Because they can involve tens of thousands of people, represent a great deal of research effort and financial cost, meta-analysis results can influence public policy. For example, the April 30, 2009 New England Journal of Medicine contains an article titled, Ounces of Prevention — The Public Policy Case for Taxes on Sugared Beverages. The article cites meta-analyses to make its case. And meta-analyses frequently ask questions that are interesting to the public, generating articles like the ones listed above.

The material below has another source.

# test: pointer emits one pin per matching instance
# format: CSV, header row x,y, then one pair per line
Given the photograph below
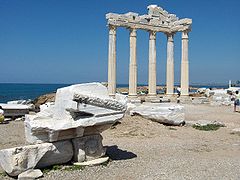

Thus, I assumed that meta-analyses were performed and reported with the same scientific rigor as clinical trials. As I prepared for the meeting in September, I was surprised to learn that my assumption was wrong. Many meta-analyses do pre-specify:
- The questions they are asking
- The inclusion and exclusion criteria for potential data sources
- The list of potential data sources
- The analysis plan
For example, the Cochrane Collaboration is famous for its carefully done, completely reported meta-analyses and systematic reviews. However, reporting standards for meta-analyses do not require that these issues be addressed in articles. Existing guidelines for meta-analysis such as the Prisma Statement stress documentation of what was done, but not pre-specification.
Why should we care?
Between the Internet and calls for transparency in clinical research, more data is publicly available than ever before. Medical journals are accessible, and result reporting on www.clinicaltrials.gov has opened a floodgate of data (note: you can listen online to Deborah Zarin from the National Library of Medicine explain the requirements).
Meta-analysis is a valuable tool that can help us look at trends from multiple clinical trials and/or studies, but as with all research data, it has limitations. As patients and advocates, it is important for us to look at all research data with a critical eye to fully understand what conclusions can be drawn from them and what might just be suggestive and require further study.
Remember the quote from Field of Dreams? If you build it, they will come. The research translation of that is: If the data exists, it will be analyzed. And the analyses will continue to be used to guide health policy, clinical guidelines and public opinion.
Thus, accurate and complete reporting of meta-analysis results is critical. The Institutes of Medicine and Food and Drug Administration are working on separate guidelines, each of which will take at least two years to complete. In the meantime, I plan to be careful about the conclusions I draw from health care articles.